Chiang Kai-shek (Taiwan, China)
Chiang Kai-shek (transliterated as Chiang Chieh-shih in the modern Wade-Giles romanisation) was leader of the Nationalist government of China from 1928 to 1949 and President from 1928 to 1931 and from 1943 to 1949. Defeated in the civil war against the Communists (1946–49), Chiang fled with the remains of his forces to Taiwan where he continued to style himself President of the Republic of China until his death in 1975.
Chiang was born on 31 Oct. 1887 in Zhejiang province into a prosperous commercial and farming family. He trained for a military career, first at a military academy in northern China (1906–07) and then in Japan (1907–11), where he met young Chinese who were conspiring against the Manchu imperial dynasty.

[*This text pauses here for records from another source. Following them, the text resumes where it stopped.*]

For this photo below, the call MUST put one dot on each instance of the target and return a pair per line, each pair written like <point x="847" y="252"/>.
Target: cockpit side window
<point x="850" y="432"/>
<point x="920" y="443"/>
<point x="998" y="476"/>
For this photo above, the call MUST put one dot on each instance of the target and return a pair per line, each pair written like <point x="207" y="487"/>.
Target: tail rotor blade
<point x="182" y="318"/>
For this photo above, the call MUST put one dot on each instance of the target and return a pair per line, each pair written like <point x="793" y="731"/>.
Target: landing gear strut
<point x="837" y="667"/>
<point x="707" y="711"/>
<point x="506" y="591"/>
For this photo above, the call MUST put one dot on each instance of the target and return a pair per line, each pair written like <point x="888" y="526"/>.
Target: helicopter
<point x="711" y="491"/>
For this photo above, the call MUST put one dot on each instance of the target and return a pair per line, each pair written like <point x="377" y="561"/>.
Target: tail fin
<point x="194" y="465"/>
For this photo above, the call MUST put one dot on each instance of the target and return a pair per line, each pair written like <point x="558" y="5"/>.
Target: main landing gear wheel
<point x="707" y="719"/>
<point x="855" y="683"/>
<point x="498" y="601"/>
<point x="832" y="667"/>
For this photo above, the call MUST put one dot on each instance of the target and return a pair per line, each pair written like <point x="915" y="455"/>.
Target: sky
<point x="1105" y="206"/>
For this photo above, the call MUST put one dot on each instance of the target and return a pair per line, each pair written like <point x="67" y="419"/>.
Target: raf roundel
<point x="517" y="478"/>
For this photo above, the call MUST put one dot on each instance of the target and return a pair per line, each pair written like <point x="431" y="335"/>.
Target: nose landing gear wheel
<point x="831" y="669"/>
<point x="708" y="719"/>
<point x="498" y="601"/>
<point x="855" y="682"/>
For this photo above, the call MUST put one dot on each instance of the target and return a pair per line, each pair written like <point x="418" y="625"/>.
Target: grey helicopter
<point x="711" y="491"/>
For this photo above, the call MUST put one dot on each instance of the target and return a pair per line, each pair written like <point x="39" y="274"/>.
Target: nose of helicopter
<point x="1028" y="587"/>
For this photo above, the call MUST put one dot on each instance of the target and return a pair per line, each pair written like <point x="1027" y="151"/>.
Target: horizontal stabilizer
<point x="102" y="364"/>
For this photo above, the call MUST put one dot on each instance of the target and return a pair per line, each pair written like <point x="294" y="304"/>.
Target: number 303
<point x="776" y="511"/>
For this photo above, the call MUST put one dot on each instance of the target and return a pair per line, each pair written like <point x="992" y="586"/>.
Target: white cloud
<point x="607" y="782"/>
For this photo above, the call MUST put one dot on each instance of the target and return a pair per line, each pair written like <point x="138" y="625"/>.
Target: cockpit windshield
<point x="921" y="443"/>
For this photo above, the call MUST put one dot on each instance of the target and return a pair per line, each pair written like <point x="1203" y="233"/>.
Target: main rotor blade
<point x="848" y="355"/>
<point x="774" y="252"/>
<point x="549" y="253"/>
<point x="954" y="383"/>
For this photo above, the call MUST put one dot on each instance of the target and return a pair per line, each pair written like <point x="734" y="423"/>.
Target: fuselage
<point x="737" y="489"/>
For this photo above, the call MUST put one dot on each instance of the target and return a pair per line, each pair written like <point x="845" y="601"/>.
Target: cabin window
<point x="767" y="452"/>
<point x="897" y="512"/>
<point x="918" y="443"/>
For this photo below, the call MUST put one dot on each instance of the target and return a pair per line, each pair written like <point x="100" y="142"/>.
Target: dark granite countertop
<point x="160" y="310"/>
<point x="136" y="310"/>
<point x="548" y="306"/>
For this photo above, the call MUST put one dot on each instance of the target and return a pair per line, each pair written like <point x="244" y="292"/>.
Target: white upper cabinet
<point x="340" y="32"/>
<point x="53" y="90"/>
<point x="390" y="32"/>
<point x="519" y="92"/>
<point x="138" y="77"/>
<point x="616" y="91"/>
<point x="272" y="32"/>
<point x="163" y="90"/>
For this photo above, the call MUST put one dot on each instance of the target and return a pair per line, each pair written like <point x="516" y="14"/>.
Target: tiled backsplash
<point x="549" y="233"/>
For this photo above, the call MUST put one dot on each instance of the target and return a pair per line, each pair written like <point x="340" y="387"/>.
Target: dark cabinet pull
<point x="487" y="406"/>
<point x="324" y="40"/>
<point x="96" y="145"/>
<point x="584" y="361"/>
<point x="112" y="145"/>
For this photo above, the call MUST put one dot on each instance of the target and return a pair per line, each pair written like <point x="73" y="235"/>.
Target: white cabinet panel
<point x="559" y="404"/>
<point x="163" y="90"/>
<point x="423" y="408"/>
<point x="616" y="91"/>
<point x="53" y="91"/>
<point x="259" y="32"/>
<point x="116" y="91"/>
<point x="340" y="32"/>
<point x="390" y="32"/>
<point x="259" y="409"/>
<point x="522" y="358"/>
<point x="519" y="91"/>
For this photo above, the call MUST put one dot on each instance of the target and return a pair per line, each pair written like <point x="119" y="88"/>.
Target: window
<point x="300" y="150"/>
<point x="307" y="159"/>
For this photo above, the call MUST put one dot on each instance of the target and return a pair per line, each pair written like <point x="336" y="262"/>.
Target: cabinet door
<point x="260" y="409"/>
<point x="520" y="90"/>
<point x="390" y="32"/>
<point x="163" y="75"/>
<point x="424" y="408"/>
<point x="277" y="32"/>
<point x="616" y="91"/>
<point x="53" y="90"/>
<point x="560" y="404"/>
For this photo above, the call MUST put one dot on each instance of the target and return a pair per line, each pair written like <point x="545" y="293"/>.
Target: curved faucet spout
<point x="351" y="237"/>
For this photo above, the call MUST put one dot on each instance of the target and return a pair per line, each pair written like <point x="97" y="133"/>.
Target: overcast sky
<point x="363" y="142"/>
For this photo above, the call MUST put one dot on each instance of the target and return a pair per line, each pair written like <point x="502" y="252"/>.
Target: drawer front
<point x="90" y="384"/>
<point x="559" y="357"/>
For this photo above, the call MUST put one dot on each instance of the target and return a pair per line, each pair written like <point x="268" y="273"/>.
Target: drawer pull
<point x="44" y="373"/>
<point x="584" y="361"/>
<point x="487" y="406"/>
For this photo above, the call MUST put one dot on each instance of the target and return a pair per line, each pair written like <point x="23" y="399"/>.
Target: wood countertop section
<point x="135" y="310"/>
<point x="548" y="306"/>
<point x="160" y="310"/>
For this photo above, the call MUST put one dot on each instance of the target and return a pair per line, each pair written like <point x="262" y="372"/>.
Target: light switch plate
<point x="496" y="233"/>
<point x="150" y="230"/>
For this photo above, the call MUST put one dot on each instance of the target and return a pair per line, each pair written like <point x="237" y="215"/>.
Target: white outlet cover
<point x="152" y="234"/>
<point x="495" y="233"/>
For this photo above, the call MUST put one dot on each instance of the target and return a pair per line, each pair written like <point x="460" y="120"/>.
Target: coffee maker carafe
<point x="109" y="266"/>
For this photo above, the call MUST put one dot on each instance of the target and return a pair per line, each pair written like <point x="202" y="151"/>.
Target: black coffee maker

Chiang became a convert to revolutionary ideas. When the 1911 uprising against the emperor broke out, Chiang returned home.
Chiang took part in the fighting that overthrew the imperial system and was equally involved with the revolutionaries against the authoritarian president, Yuan Shih-kai, in 1913–16. In 1918 Chiang joined Sun Yat-sen’s Nationalist Party and became Sun’s close ally. Following the overthrow of Yuan, China disintegrated at the hands of local warlords. Sun reorganised the party on Soviet lines and sent Chiang to Moscow to study the Soviet system and Red Army in 1923. Returning to China, Chiang was placed in charge of a military academy at Huangpu, near Guangzhou, and built an effective army. At this stage the Nationalists were co-operating with the Communists to re-establish national unity, but rivalry between the two parties increased, particularly after the death of Sun in 1925.
As commander in chief of the Nationalist army from 1925, Chiang’s power grew. In April 1927, he tried to suppress the Chinese Communist Party in a bloody campaign in which thousands of Communists were slaughtered. The remains of the party fled to the far western province of Jiangxi, beyond the reach of the Nationalists. In 1928 Chiang’s army entered Beijing. With the greater part of the country reunited under Chiang’s rule, he formed a government in Nanjing, which became the capital of China.
Chiang’s power was illusory. The Communists controlled part of the south-west where they had established a Chinese Soviet Republic, the warlords could rebel again at any time and, in 1931, the Japanese invaded and occupied Manchuria. Chiang ignored the Japanese, concentrating on crushing the Communists. After a long campaign, the noose tightened round the Communist “statelet” but its leaders and a sizeable army escaped across China on the Long March (1934–35). Attempting to revive national unity, Chiang reinstated Confucianism as the state religion in 1934—although he was a Christian. In Dec. 1936 Chiang was kidnapped by military leaders who wanted to confront Japan rather than the Communists.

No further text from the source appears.